Kai Yokoyama: The day you were born, I wasn't born yet
Immersing in family memories is sometimes akin to wandering through a maze. What can be closer and clearer to you than your own immediate family? And, on the other hand, what can be more incomprehensible? "Little is known about where my grandfather was and what he did during the war in 1944-1945. He didn't tell his family anything about it.
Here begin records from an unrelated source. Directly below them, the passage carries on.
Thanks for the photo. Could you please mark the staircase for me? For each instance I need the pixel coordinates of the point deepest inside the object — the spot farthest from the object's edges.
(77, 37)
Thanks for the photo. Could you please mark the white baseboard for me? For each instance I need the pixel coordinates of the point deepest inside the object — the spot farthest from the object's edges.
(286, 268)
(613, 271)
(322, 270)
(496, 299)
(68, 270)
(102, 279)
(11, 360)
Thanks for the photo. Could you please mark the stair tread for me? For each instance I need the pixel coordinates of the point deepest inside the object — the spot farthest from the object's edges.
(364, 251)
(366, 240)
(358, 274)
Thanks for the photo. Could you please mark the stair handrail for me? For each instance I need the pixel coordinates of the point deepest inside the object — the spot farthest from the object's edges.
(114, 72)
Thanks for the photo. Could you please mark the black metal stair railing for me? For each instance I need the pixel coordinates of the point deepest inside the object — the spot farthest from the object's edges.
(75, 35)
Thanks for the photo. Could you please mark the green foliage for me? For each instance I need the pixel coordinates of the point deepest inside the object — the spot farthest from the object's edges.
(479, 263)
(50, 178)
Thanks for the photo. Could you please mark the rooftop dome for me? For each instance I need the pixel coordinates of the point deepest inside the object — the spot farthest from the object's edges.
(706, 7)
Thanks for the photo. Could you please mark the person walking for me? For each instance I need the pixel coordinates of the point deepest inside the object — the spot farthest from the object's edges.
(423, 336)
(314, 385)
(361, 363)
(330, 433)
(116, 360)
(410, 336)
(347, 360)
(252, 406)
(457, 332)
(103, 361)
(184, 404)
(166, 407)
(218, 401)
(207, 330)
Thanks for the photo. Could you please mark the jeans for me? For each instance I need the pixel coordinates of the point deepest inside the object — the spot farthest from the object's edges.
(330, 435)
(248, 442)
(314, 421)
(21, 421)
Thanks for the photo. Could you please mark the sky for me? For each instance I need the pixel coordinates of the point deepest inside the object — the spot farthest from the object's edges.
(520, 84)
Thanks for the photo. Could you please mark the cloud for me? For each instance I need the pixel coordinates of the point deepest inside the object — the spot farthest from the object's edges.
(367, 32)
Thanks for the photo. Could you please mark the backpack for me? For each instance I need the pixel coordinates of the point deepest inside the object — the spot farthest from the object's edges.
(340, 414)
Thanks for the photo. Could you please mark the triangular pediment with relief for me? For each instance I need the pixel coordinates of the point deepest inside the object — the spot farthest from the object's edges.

When my mother asked her father about the war, he was always angry and said: Don't ask me that." There are multiple signs scattered all over Kai Yokoyama’s series that seek to connect the present with the past in one clear and coherent picture of reality that one can rely on. And yet, it stays mysterious, vague like the initial light splashes resembling hieroglyphs or the final water surface reflecting the silhouettes of something one can only speculate on.
About the project
This is what I have to do now with my life. When this pandemic began in 2020, I lost control like people around the world. I talked with my parents more than ever and shared almost all my time with them.
I searched for photos of my family in the past. I walked where my late grandparents lived and kept taking pictures. Then I tried to connect the present and the past. It was a kind of spatiotemporal movement as if I went back to where my soul had been. There were memories full of love and sadness.
This April, my father said: "This year's cherry blossoms don't look beautiful at all." I couldn't help feeling the death from the scattered cherry blossoms. Cherry blossoms are drawn on the fighters, and the military song says,
"Since we are flowers, we are doomed to fall. Let us fall magnificently for the country."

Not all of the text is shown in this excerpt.